I took my boys to the Indian mounds here in Georgia, where we climbed stairs up to a plateau of grass overlooking the landscape.
We could see factory smoke in the distance, but we could feel the pulse of an old earth beneath us– she remembers.
We sprinkled tobacco over a mound that was used as a gravesite, a place to bury all the people who died of European disease– nearly 90% of the tribe.
We sprinkled tobacco and we prayed, thinking of our own ancestors from a different tribe and a different place. Still, their stories come together and remind us that we belong to this history.
My boys watched as gravity took the thin brown strands from their palms, as the wilderness around them accepted their child-prayers.
I grew up with New Mexico dirt, in poor neighborhoods where we didn’t really realize we were poor– we knew we were children with friends and roofs over our heads, and that’s all we needed to know.

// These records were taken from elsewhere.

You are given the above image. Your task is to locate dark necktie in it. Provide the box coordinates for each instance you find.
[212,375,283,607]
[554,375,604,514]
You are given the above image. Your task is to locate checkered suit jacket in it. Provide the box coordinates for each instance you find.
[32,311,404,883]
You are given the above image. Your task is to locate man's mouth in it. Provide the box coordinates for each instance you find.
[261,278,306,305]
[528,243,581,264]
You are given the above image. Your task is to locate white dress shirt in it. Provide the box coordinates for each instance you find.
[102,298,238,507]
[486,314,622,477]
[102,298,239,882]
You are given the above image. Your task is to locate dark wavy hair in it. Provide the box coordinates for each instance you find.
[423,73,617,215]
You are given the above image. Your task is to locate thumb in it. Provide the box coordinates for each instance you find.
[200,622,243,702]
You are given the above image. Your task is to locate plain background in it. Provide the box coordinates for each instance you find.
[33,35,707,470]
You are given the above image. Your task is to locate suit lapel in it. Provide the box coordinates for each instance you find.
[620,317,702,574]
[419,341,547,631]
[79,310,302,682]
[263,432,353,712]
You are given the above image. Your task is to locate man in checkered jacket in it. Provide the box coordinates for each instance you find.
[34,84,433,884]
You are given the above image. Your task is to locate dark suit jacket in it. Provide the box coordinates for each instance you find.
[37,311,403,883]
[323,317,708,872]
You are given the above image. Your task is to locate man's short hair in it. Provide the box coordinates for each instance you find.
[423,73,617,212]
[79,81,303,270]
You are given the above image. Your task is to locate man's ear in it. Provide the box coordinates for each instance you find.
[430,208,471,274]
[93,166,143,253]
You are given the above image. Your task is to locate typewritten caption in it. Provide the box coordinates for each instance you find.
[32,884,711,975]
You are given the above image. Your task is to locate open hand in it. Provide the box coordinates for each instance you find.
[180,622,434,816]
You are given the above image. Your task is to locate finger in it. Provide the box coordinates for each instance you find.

As a preteen living in Missouri, my step-dad took me to American Eagle Outfitters for the first time, and I left with a brand new outfit, never before worn by someone else. I became someone different that day, someone who could see my own reflection in the storefront windows, among the racks of bulk-manufactured items.
It was beautiful while it lasted.
But in living a loud life, I’d forgotten what it means to learn from the quiet, small voice of the land.
So as I get older, I long for the “tonic of wilderness,” as Thoreau called it.
I need the wind to remind me that the world is made up of rustling leaves and carried-away seeds.
I need the open fields to tell the story of the people who lived on the land long before I came here.
If we are to listen to the Creator, do we not also listen to the beauty that is created?
And if we do not journey out of our cities, out past the boundaries, out into the unknown, we will not learn to truly embrace the long-standing Mystery that is gifted to us in creation.
We climbed the stairs of those mounds, we looked across the land, and we asked, for ourselves, what it means to belong.
We have friends who have a farm in Arkansas, and the moment I step across the threshold and into their house, I know it to be a place of peace.
We can see the horizon through the dining room widows, out past the back porch. We watch the horses run through their little field while lambs play across the fence.
They live in the land, and they practice listening.
As with many things, stepping away from the city life we know and into what we don’t gives us a chance to re-evaluate, to re-define, to re-examine. Shopping malls and chain restaurants can’t do that. They don’t understand or heal our ache.
Remember those times Jesus stepped away from his city, from his friends, to meet God in the hillside or the wilderness? Even Jesus learned something in that quiet, learned from the breath of the earth and voice of the wind as it rushed by.
And so we are to learn something in these hillsides that surround us.
The stories are old, and the storytellers are wise, and if we humbly listen to them, we’ll learn our way, past the siren songs of our youth and into an understanding of the sacred-kept truth waiting for us in the wilderness.